また、(4)の審査に関しては、「【患者申出療養会議(仮称)】を新設し、医学、実施計画、倫理などの各観点を担当する委員が審査したうえで、持回り審議も活用し、臨床研究中核病院の申請から原則6週間で判断する」「エビデンスが不十分などの理由で判断に時間のかかるもの、実施計画対象外の患者に関する審査は全体会議で判断する」「少なくとも年に1回は実績等について臨床研究中核病院から報告を求め、審議を行う」といった具体的な考え方が示されました。
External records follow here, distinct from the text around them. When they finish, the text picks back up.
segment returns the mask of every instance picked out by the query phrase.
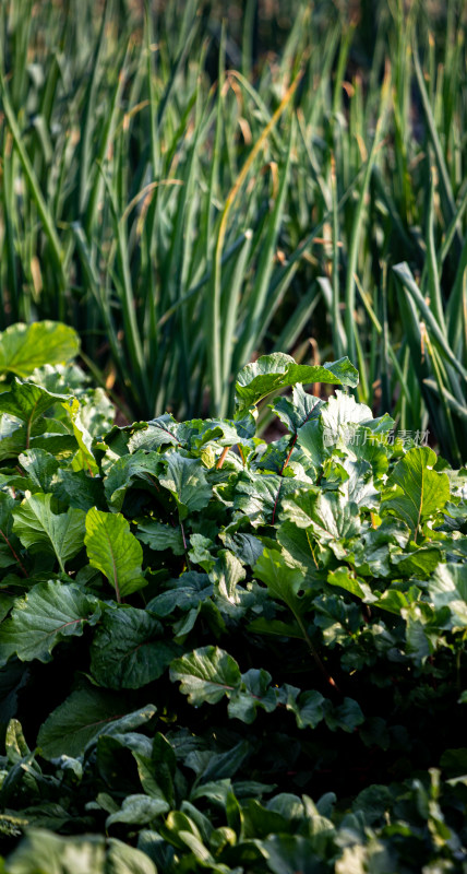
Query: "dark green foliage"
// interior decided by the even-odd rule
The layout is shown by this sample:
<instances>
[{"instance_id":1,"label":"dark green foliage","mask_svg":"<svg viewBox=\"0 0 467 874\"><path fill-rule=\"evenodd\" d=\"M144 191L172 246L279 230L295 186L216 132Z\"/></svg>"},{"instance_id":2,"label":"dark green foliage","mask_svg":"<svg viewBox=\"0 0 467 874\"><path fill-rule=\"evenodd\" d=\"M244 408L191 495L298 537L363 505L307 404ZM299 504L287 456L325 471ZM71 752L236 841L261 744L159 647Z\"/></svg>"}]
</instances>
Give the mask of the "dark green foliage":
<instances>
[{"instance_id":1,"label":"dark green foliage","mask_svg":"<svg viewBox=\"0 0 467 874\"><path fill-rule=\"evenodd\" d=\"M225 422L111 428L76 379L49 449L3 413L5 874L465 871L466 471L300 383L267 446L287 367Z\"/></svg>"}]
</instances>

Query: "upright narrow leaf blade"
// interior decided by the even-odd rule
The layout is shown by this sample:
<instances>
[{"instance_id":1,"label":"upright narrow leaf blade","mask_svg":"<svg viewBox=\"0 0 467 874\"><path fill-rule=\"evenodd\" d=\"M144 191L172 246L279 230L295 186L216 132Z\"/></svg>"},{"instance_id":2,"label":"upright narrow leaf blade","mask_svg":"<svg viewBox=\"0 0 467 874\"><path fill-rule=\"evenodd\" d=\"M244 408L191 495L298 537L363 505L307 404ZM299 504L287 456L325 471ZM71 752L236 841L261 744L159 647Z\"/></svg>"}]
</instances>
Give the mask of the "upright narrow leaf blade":
<instances>
[{"instance_id":1,"label":"upright narrow leaf blade","mask_svg":"<svg viewBox=\"0 0 467 874\"><path fill-rule=\"evenodd\" d=\"M76 331L55 321L12 324L0 333L0 374L12 373L27 379L44 364L67 364L77 355Z\"/></svg>"}]
</instances>

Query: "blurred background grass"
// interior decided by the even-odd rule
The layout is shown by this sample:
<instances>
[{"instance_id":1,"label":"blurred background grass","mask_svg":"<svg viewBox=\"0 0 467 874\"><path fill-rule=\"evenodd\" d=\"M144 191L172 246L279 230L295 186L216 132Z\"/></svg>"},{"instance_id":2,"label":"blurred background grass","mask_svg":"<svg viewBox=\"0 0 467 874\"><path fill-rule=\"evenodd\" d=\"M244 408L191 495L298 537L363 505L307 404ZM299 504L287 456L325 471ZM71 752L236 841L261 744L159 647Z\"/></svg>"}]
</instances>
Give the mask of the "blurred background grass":
<instances>
[{"instance_id":1,"label":"blurred background grass","mask_svg":"<svg viewBox=\"0 0 467 874\"><path fill-rule=\"evenodd\" d=\"M261 352L467 456L464 2L0 4L0 328L61 319L129 417Z\"/></svg>"}]
</instances>

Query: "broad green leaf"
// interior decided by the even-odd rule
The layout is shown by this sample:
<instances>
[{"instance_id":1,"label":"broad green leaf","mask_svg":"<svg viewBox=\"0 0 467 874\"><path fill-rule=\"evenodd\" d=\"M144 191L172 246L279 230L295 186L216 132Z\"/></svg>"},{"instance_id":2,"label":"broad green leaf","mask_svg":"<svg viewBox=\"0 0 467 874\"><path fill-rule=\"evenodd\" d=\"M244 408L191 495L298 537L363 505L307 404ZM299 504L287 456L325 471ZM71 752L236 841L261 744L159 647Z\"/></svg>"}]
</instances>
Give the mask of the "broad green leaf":
<instances>
[{"instance_id":1,"label":"broad green leaf","mask_svg":"<svg viewBox=\"0 0 467 874\"><path fill-rule=\"evenodd\" d=\"M63 403L63 408L70 416L73 434L79 446L79 451L73 459L73 468L74 470L87 470L94 475L99 472L99 469L94 457L93 438L81 417L80 401L76 398L70 398Z\"/></svg>"},{"instance_id":2,"label":"broad green leaf","mask_svg":"<svg viewBox=\"0 0 467 874\"><path fill-rule=\"evenodd\" d=\"M428 583L436 610L447 606L451 625L467 628L467 565L440 564Z\"/></svg>"},{"instance_id":3,"label":"broad green leaf","mask_svg":"<svg viewBox=\"0 0 467 874\"><path fill-rule=\"evenodd\" d=\"M135 847L117 838L109 838L105 874L157 874L151 859Z\"/></svg>"},{"instance_id":4,"label":"broad green leaf","mask_svg":"<svg viewBox=\"0 0 467 874\"><path fill-rule=\"evenodd\" d=\"M89 564L107 577L118 601L146 586L143 550L123 516L93 507L86 515L84 543Z\"/></svg>"},{"instance_id":5,"label":"broad green leaf","mask_svg":"<svg viewBox=\"0 0 467 874\"><path fill-rule=\"evenodd\" d=\"M301 491L283 503L282 518L306 528L316 544L330 545L336 558L346 557L343 541L359 533L357 506L339 492Z\"/></svg>"},{"instance_id":6,"label":"broad green leaf","mask_svg":"<svg viewBox=\"0 0 467 874\"><path fill-rule=\"evenodd\" d=\"M298 429L306 425L310 420L320 416L324 401L308 394L303 387L294 386L291 400L289 398L277 398L271 409L280 418L280 422L291 434L297 434Z\"/></svg>"},{"instance_id":7,"label":"broad green leaf","mask_svg":"<svg viewBox=\"0 0 467 874\"><path fill-rule=\"evenodd\" d=\"M3 874L1 867L0 871ZM106 841L101 835L60 837L45 828L29 827L9 857L4 871L8 874L107 874ZM153 867L152 874L154 872Z\"/></svg>"},{"instance_id":8,"label":"broad green leaf","mask_svg":"<svg viewBox=\"0 0 467 874\"><path fill-rule=\"evenodd\" d=\"M297 709L292 708L299 729L315 729L320 724L324 719L323 701L321 692L314 689L302 692L297 702Z\"/></svg>"},{"instance_id":9,"label":"broad green leaf","mask_svg":"<svg viewBox=\"0 0 467 874\"><path fill-rule=\"evenodd\" d=\"M239 688L241 675L235 659L218 647L202 647L175 659L170 680L180 682L180 692L194 706L217 704L224 695Z\"/></svg>"},{"instance_id":10,"label":"broad green leaf","mask_svg":"<svg viewBox=\"0 0 467 874\"><path fill-rule=\"evenodd\" d=\"M272 391L295 386L297 382L327 382L335 386L358 383L358 374L348 358L320 366L296 364L289 355L275 352L263 355L254 364L248 364L239 373L236 382L237 414L254 406Z\"/></svg>"},{"instance_id":11,"label":"broad green leaf","mask_svg":"<svg viewBox=\"0 0 467 874\"><path fill-rule=\"evenodd\" d=\"M283 522L277 529L277 540L287 564L306 574L308 582L322 578L314 539L307 528L298 528L294 522Z\"/></svg>"},{"instance_id":12,"label":"broad green leaf","mask_svg":"<svg viewBox=\"0 0 467 874\"><path fill-rule=\"evenodd\" d=\"M327 582L330 586L338 586L345 589L346 592L361 598L366 604L371 604L372 601L378 600L378 594L373 594L368 582L357 579L348 567L338 567L336 570L331 570L327 575Z\"/></svg>"},{"instance_id":13,"label":"broad green leaf","mask_svg":"<svg viewBox=\"0 0 467 874\"><path fill-rule=\"evenodd\" d=\"M136 607L107 611L91 646L91 672L110 689L139 689L157 680L176 654L163 626Z\"/></svg>"},{"instance_id":14,"label":"broad green leaf","mask_svg":"<svg viewBox=\"0 0 467 874\"><path fill-rule=\"evenodd\" d=\"M64 571L64 566L83 546L83 510L70 507L67 512L55 513L51 495L32 495L13 510L13 530L32 553L53 553Z\"/></svg>"},{"instance_id":15,"label":"broad green leaf","mask_svg":"<svg viewBox=\"0 0 467 874\"><path fill-rule=\"evenodd\" d=\"M0 374L26 379L44 364L67 364L80 351L73 328L55 321L16 323L0 333Z\"/></svg>"},{"instance_id":16,"label":"broad green leaf","mask_svg":"<svg viewBox=\"0 0 467 874\"><path fill-rule=\"evenodd\" d=\"M236 484L234 507L248 516L253 528L277 521L283 501L303 483L276 473L242 471Z\"/></svg>"},{"instance_id":17,"label":"broad green leaf","mask_svg":"<svg viewBox=\"0 0 467 874\"><path fill-rule=\"evenodd\" d=\"M191 534L188 557L193 565L199 565L206 574L216 562L215 556L211 552L213 547L214 542L211 538L205 538L204 534Z\"/></svg>"},{"instance_id":18,"label":"broad green leaf","mask_svg":"<svg viewBox=\"0 0 467 874\"><path fill-rule=\"evenodd\" d=\"M228 550L220 550L216 564L209 572L209 578L220 598L225 598L231 604L238 604L237 586L246 576L246 570L237 556Z\"/></svg>"},{"instance_id":19,"label":"broad green leaf","mask_svg":"<svg viewBox=\"0 0 467 874\"><path fill-rule=\"evenodd\" d=\"M301 835L274 835L262 841L266 864L273 874L324 874L325 865L314 853L313 841ZM349 869L350 874L350 869Z\"/></svg>"},{"instance_id":20,"label":"broad green leaf","mask_svg":"<svg viewBox=\"0 0 467 874\"><path fill-rule=\"evenodd\" d=\"M398 553L391 550L391 564L397 574L404 576L416 576L419 579L427 579L438 567L441 559L441 552L435 546L423 546L414 552Z\"/></svg>"},{"instance_id":21,"label":"broad green leaf","mask_svg":"<svg viewBox=\"0 0 467 874\"><path fill-rule=\"evenodd\" d=\"M278 702L277 689L271 687L272 676L263 668L250 668L241 675L241 685L230 696L228 714L250 724L256 717L259 707L272 713Z\"/></svg>"},{"instance_id":22,"label":"broad green leaf","mask_svg":"<svg viewBox=\"0 0 467 874\"><path fill-rule=\"evenodd\" d=\"M337 707L332 707L331 701L327 701L325 720L331 731L343 729L350 734L364 722L364 716L358 701L354 698L344 698L343 704Z\"/></svg>"},{"instance_id":23,"label":"broad green leaf","mask_svg":"<svg viewBox=\"0 0 467 874\"><path fill-rule=\"evenodd\" d=\"M100 476L91 476L87 471L60 469L52 488L58 500L85 512L92 507L100 509L106 506Z\"/></svg>"},{"instance_id":24,"label":"broad green leaf","mask_svg":"<svg viewBox=\"0 0 467 874\"><path fill-rule=\"evenodd\" d=\"M137 449L151 451L166 444L178 446L180 442L177 436L178 422L169 413L153 418L151 422L137 424L141 424L141 427L131 435L128 441L130 452L135 452Z\"/></svg>"},{"instance_id":25,"label":"broad green leaf","mask_svg":"<svg viewBox=\"0 0 467 874\"><path fill-rule=\"evenodd\" d=\"M74 583L50 580L34 586L22 601L16 600L11 618L2 625L0 662L13 653L21 661L49 662L57 643L81 636L84 625L95 625L99 617L97 599Z\"/></svg>"},{"instance_id":26,"label":"broad green leaf","mask_svg":"<svg viewBox=\"0 0 467 874\"><path fill-rule=\"evenodd\" d=\"M181 520L190 512L204 509L213 495L203 462L178 452L169 456L167 470L159 475L159 483L173 495Z\"/></svg>"},{"instance_id":27,"label":"broad green leaf","mask_svg":"<svg viewBox=\"0 0 467 874\"><path fill-rule=\"evenodd\" d=\"M392 510L414 533L440 512L450 499L450 481L433 470L436 454L428 446L409 449L397 462L386 483L382 509Z\"/></svg>"},{"instance_id":28,"label":"broad green leaf","mask_svg":"<svg viewBox=\"0 0 467 874\"><path fill-rule=\"evenodd\" d=\"M106 828L109 828L113 823L144 826L163 813L168 813L169 810L169 804L161 799L152 799L149 795L128 795L121 810L107 817Z\"/></svg>"},{"instance_id":29,"label":"broad green leaf","mask_svg":"<svg viewBox=\"0 0 467 874\"><path fill-rule=\"evenodd\" d=\"M112 509L120 511L123 506L127 489L137 480L159 488L157 474L163 466L158 452L137 450L132 456L122 456L112 464L107 474L104 488L107 500Z\"/></svg>"},{"instance_id":30,"label":"broad green leaf","mask_svg":"<svg viewBox=\"0 0 467 874\"><path fill-rule=\"evenodd\" d=\"M45 758L81 756L87 744L100 734L123 734L148 722L154 705L124 712L121 695L104 689L77 689L40 727L37 744Z\"/></svg>"},{"instance_id":31,"label":"broad green leaf","mask_svg":"<svg viewBox=\"0 0 467 874\"><path fill-rule=\"evenodd\" d=\"M170 550L173 555L183 555L184 553L180 525L172 528L172 525L148 519L147 522L137 523L136 538L156 552Z\"/></svg>"},{"instance_id":32,"label":"broad green leaf","mask_svg":"<svg viewBox=\"0 0 467 874\"><path fill-rule=\"evenodd\" d=\"M14 378L9 391L0 394L0 413L8 413L25 423L26 434L31 436L37 418L56 403L67 401L67 394L52 394L33 382L21 382ZM28 447L26 446L26 449Z\"/></svg>"},{"instance_id":33,"label":"broad green leaf","mask_svg":"<svg viewBox=\"0 0 467 874\"><path fill-rule=\"evenodd\" d=\"M266 583L272 598L284 601L294 613L300 610L298 592L303 588L303 575L289 567L278 550L265 548L253 570Z\"/></svg>"},{"instance_id":34,"label":"broad green leaf","mask_svg":"<svg viewBox=\"0 0 467 874\"><path fill-rule=\"evenodd\" d=\"M339 436L344 437L343 429L349 426L352 434L354 429L350 425L356 425L359 422L368 422L373 418L373 414L369 406L364 403L357 403L352 394L345 394L343 391L336 391L335 397L330 400L321 410L321 421L323 423L324 433L326 430L335 435L337 442Z\"/></svg>"},{"instance_id":35,"label":"broad green leaf","mask_svg":"<svg viewBox=\"0 0 467 874\"><path fill-rule=\"evenodd\" d=\"M48 494L59 469L59 462L45 449L28 449L19 456L21 466L26 471L31 482L38 492Z\"/></svg>"}]
</instances>

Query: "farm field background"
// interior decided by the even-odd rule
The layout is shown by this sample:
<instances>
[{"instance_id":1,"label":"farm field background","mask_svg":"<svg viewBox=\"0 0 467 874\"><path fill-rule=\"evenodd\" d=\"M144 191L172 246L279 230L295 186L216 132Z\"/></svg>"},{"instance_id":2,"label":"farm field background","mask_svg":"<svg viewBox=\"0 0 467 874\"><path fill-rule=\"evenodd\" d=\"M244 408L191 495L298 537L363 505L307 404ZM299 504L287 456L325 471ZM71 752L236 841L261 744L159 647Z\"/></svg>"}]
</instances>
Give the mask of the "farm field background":
<instances>
[{"instance_id":1,"label":"farm field background","mask_svg":"<svg viewBox=\"0 0 467 874\"><path fill-rule=\"evenodd\" d=\"M0 3L1 874L467 872L466 24Z\"/></svg>"}]
</instances>

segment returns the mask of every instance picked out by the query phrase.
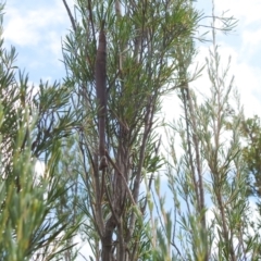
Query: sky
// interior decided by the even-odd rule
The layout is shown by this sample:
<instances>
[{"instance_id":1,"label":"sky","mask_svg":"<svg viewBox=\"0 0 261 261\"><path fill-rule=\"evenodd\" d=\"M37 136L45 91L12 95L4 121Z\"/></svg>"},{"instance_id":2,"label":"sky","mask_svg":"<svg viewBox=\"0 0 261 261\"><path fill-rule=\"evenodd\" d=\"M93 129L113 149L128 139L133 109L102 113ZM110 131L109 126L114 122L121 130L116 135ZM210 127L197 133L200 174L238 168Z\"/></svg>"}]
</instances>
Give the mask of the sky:
<instances>
[{"instance_id":1,"label":"sky","mask_svg":"<svg viewBox=\"0 0 261 261\"><path fill-rule=\"evenodd\" d=\"M11 45L18 53L16 65L29 74L32 83L40 79L62 80L65 76L61 42L71 28L70 20L62 0L7 0L3 22L4 46ZM72 4L72 0L69 1ZM197 1L199 10L211 14L211 1ZM247 116L261 116L261 0L216 0L215 11L227 11L238 20L235 32L229 35L217 34L222 61L226 64L232 58L231 74L235 76L241 103ZM203 65L208 55L208 44L199 46L197 62ZM203 92L209 88L207 77L201 77L192 87ZM164 109L173 108L175 97L164 100ZM178 113L178 108L175 108ZM169 110L170 111L170 110ZM171 110L173 112L173 110ZM173 115L167 114L167 119ZM83 252L88 251L86 247ZM80 260L80 259L79 259Z\"/></svg>"}]
</instances>

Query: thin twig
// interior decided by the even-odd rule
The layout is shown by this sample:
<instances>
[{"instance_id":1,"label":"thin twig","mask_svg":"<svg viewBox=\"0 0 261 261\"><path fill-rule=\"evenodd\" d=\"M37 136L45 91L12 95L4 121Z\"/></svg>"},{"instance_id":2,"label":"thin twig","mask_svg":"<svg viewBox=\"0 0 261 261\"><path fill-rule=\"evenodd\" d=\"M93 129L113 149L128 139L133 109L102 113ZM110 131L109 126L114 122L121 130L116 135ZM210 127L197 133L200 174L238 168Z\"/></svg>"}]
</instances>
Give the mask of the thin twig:
<instances>
[{"instance_id":1,"label":"thin twig","mask_svg":"<svg viewBox=\"0 0 261 261\"><path fill-rule=\"evenodd\" d=\"M71 10L70 10L70 8L69 8L69 5L67 5L66 0L63 0L63 3L64 3L64 7L65 7L65 9L66 9L66 11L67 11L69 17L70 17L70 20L71 20L73 29L74 29L74 32L76 33L76 28L77 28L77 27L76 27L74 17L73 17L72 12L71 12Z\"/></svg>"}]
</instances>

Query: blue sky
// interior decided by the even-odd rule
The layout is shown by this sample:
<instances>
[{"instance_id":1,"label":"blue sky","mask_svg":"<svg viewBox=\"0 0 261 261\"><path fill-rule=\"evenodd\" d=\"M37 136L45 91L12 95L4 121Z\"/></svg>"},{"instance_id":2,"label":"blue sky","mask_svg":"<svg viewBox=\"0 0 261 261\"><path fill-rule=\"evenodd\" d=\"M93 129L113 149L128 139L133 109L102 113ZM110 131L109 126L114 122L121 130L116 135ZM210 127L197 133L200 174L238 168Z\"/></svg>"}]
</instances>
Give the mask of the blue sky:
<instances>
[{"instance_id":1,"label":"blue sky","mask_svg":"<svg viewBox=\"0 0 261 261\"><path fill-rule=\"evenodd\" d=\"M67 2L72 5L73 0ZM211 14L210 0L199 0L197 5ZM231 73L235 75L235 86L241 94L247 115L261 114L261 0L251 0L251 4L243 0L219 0L215 9L217 14L229 10L227 15L239 20L236 32L228 36L219 34L220 52L224 61L232 55ZM70 26L62 0L7 0L5 46L15 46L17 65L25 69L36 84L40 78L53 82L64 77L61 40ZM199 64L204 63L206 55L208 45L201 45ZM198 85L208 87L203 78Z\"/></svg>"},{"instance_id":2,"label":"blue sky","mask_svg":"<svg viewBox=\"0 0 261 261\"><path fill-rule=\"evenodd\" d=\"M217 14L229 10L227 15L239 20L233 34L217 34L217 42L224 63L232 57L231 74L235 75L235 86L241 95L247 116L261 116L261 0L248 2L216 0ZM197 5L201 10L208 9L208 14L211 14L210 0L199 0ZM16 48L16 64L29 73L30 82L36 85L40 78L53 83L65 76L60 61L61 40L69 28L71 24L62 0L7 0L3 23L5 47L13 45ZM208 48L207 44L199 47L197 62L200 65L204 64ZM203 92L209 88L209 82L202 77L192 87ZM173 108L173 100L165 99L164 108ZM172 116L167 115L169 119ZM88 247L84 251L88 252Z\"/></svg>"}]
</instances>

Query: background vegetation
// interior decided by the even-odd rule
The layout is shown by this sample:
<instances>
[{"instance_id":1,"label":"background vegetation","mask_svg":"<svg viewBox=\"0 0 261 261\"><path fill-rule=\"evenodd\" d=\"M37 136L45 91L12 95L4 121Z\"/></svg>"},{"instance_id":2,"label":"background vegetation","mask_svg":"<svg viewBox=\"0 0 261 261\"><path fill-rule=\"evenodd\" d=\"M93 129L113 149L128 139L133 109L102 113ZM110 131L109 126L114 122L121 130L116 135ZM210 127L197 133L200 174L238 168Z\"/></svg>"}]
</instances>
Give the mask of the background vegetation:
<instances>
[{"instance_id":1,"label":"background vegetation","mask_svg":"<svg viewBox=\"0 0 261 261\"><path fill-rule=\"evenodd\" d=\"M29 86L1 37L1 260L259 260L260 120L215 39L235 20L213 3L207 24L189 0L63 2L63 83ZM202 28L212 46L194 70ZM183 109L171 123L169 95Z\"/></svg>"}]
</instances>

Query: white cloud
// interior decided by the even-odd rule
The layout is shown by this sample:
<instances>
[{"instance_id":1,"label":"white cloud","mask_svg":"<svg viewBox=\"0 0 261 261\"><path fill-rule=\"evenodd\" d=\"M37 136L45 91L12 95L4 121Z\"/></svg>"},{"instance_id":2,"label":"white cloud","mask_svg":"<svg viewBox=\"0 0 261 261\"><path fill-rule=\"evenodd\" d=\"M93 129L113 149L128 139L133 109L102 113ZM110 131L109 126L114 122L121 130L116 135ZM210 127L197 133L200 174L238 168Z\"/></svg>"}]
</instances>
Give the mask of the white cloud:
<instances>
[{"instance_id":1,"label":"white cloud","mask_svg":"<svg viewBox=\"0 0 261 261\"><path fill-rule=\"evenodd\" d=\"M8 4L5 13L4 38L18 46L40 47L42 41L50 44L50 36L59 34L59 26L62 26L64 33L70 25L64 7L58 2L38 7L33 4L30 9L23 10L17 4ZM55 40L60 39L61 37L58 37Z\"/></svg>"},{"instance_id":2,"label":"white cloud","mask_svg":"<svg viewBox=\"0 0 261 261\"><path fill-rule=\"evenodd\" d=\"M229 10L231 14L246 25L261 21L261 0L251 0L249 2L245 0L216 0L215 7L219 12Z\"/></svg>"}]
</instances>

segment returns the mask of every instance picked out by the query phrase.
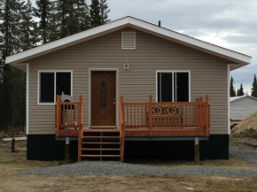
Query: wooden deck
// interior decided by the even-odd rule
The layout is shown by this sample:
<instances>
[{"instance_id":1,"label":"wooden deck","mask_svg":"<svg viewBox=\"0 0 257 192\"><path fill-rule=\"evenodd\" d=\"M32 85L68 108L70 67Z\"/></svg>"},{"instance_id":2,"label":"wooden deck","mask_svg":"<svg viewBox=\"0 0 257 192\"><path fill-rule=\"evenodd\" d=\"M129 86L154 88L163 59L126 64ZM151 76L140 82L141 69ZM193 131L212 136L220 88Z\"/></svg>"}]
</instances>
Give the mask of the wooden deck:
<instances>
[{"instance_id":1,"label":"wooden deck","mask_svg":"<svg viewBox=\"0 0 257 192\"><path fill-rule=\"evenodd\" d=\"M83 102L61 102L57 97L56 136L78 137L78 159L82 157L120 157L124 158L126 137L208 137L210 127L210 105L208 96L195 102L124 102L121 96L119 105L119 128L89 129L83 127ZM86 134L86 135L85 135ZM115 134L115 136L113 136ZM110 144L105 139L118 139L118 148L103 150ZM86 143L99 145L99 149L85 148ZM99 151L99 154L85 154L85 151ZM105 151L119 151L119 154L103 154Z\"/></svg>"}]
</instances>

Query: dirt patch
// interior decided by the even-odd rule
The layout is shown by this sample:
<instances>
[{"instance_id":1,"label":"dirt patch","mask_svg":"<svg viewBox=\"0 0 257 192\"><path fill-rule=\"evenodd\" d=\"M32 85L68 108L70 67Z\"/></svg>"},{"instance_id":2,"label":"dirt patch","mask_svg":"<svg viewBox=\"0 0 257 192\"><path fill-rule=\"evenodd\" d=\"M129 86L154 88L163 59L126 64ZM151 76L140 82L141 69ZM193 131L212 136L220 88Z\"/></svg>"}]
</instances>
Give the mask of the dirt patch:
<instances>
[{"instance_id":1,"label":"dirt patch","mask_svg":"<svg viewBox=\"0 0 257 192\"><path fill-rule=\"evenodd\" d=\"M245 119L231 130L234 138L249 137L257 139L257 112Z\"/></svg>"},{"instance_id":2,"label":"dirt patch","mask_svg":"<svg viewBox=\"0 0 257 192\"><path fill-rule=\"evenodd\" d=\"M11 152L11 142L0 142L0 178L13 175L26 168L58 165L64 164L64 162L58 161L27 161L26 159L26 141L15 142L14 153Z\"/></svg>"}]
</instances>

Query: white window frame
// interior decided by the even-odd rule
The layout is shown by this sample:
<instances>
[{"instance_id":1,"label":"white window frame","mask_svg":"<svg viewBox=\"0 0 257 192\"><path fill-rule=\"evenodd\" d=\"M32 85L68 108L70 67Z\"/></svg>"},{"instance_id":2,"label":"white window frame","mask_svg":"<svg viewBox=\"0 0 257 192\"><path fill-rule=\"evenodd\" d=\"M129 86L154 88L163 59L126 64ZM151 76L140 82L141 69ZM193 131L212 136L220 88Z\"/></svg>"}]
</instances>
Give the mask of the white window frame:
<instances>
[{"instance_id":1,"label":"white window frame","mask_svg":"<svg viewBox=\"0 0 257 192\"><path fill-rule=\"evenodd\" d=\"M160 71L156 71L156 82L155 82L155 88L156 88L156 95L155 95L155 98L156 98L156 102L158 102L158 73L172 73L172 102L175 102L175 91L174 91L174 73L188 73L188 99L189 102L191 102L191 71L190 70L160 70Z\"/></svg>"},{"instance_id":2,"label":"white window frame","mask_svg":"<svg viewBox=\"0 0 257 192\"><path fill-rule=\"evenodd\" d=\"M123 47L123 34L134 34L134 48L124 48ZM121 32L121 50L136 50L136 32L135 31L123 31Z\"/></svg>"},{"instance_id":3,"label":"white window frame","mask_svg":"<svg viewBox=\"0 0 257 192\"><path fill-rule=\"evenodd\" d=\"M73 96L73 71L72 70L38 70L37 73L37 104L38 105L54 105L56 104L56 96L54 96L53 103L41 103L40 102L40 73L54 73L54 96L56 96L56 73L71 73L71 96Z\"/></svg>"}]
</instances>

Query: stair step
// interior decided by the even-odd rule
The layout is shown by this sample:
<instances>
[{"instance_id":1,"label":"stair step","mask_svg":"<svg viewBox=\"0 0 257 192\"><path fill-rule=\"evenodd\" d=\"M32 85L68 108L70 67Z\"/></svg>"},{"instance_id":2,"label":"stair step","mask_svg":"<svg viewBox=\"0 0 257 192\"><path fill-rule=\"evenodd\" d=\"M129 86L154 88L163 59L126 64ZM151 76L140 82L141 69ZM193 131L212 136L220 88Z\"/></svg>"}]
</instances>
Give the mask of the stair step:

このテーマについて白川委員は、「『原則6週間』にとらわれず、安全性は慎重に判断してほしい」との要望を行いました。白川委員の意見には、堀委員(日歯常務理事)など診療側委員も賛意を示しています。なお、患者申出療養において副作用等が発生した場合の補償等について、先進医療や治験の仕組みを参考にしながら対応を検討していくことが厚労省の佐々木企画官から説明されています。

 患者申出療養(仮称)については、平成27年の通常国会への法案提出を目指し、今後も中医協等で議論を継続していくことになっておりすでに線路に乗ったところがありますので、今から大きな転換はなく進んでいくことでしょう。しかしそもそも、何故、患者申出療養(仮称)を導入しなければならないのでしょうか。保健診療に組み込める仕組みづくりを制定してはいけないのでしょうか。その方が、患者の負担は、保険適用分軽減されるはずです。まだ安全性・有効性がエビデンス等で明確になっていないから医療保険は適用は適用外、だけど国が認めたらその医療を受けて良い、というのは何か腑に落ちません。どうしても医療費を抑制する為に保険診療の適用範囲を広げないようにしていると見えるのは私だけなのでしょうか。今後、国民の医療に対する負担は大きくなっていくことは、避けられないでしょう。